I started working on OBSRV.APP on the 25th of December and today I finished rewriting the backend part responsible for performing the scrape jobs. Almost from scratch.
"Why?" - one would ask. At the beginning my idea was to have a lightweight script that can evolve to something bigger over time. Load page content, fetch data, profit. But after my first test runs it turned out that the behavior of the sites can vary a lot when you try to access them over a headless browser or some other scripted way. (Yes, I know that the same can happen when you're using any boring non-headless browser :))
To provide a non-exhaustive list for fetching a site in Python:
- memory hungry headless Chrome + Selenium
- good old request.get
- or a fancy API like https://scrapingbee.com
The fetch approach can differ based on the technologies used on your target site (eg. static content, dynamic content populated by some JS code). Of course loading the site content is not enough, you need to have something to find the data you're looking for on the page you've loaded. And did I mention that the data you're looking for on the site can be found many different ways?

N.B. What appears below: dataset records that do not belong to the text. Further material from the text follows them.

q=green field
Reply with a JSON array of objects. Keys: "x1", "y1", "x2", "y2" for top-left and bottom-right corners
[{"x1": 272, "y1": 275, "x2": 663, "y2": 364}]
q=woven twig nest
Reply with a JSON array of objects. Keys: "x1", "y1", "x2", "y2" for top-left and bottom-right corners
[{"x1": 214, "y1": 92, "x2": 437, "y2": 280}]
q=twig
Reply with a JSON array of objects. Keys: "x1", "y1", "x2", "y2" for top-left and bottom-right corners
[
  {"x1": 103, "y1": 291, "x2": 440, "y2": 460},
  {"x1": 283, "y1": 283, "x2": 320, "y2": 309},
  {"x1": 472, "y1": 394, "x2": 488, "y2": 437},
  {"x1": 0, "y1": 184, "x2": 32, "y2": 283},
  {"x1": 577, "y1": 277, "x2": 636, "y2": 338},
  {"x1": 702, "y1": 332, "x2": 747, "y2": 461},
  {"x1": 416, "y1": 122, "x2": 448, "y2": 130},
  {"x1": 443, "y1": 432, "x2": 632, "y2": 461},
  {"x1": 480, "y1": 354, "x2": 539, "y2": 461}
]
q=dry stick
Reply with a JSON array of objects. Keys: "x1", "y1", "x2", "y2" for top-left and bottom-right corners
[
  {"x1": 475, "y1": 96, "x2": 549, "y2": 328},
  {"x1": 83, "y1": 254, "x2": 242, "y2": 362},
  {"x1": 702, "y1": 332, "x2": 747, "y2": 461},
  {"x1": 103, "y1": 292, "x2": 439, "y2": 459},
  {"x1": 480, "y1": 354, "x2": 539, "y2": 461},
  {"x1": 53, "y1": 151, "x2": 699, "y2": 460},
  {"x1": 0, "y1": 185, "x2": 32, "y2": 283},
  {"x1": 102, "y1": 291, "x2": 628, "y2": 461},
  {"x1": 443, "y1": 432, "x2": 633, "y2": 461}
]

So the reason that I was not able to use the lightweight script any longer is simple: this is a complex problem. And complex problems need complex solutions. Now I have a system where I can easily add new strategies for loading a site and finding the desired data. And it can find the combination of these strategies that will work on a site. This will do the job for now.
I'm still concentrating on delivering the promise of the product. Optimizing, prepare everything for scaling is not my list. Not yet at least.
Ah yes, and hopefully my connectivity issues will go away by tomorrow. It's quite hard to make progress when your task is to collect data from the internet... without internet.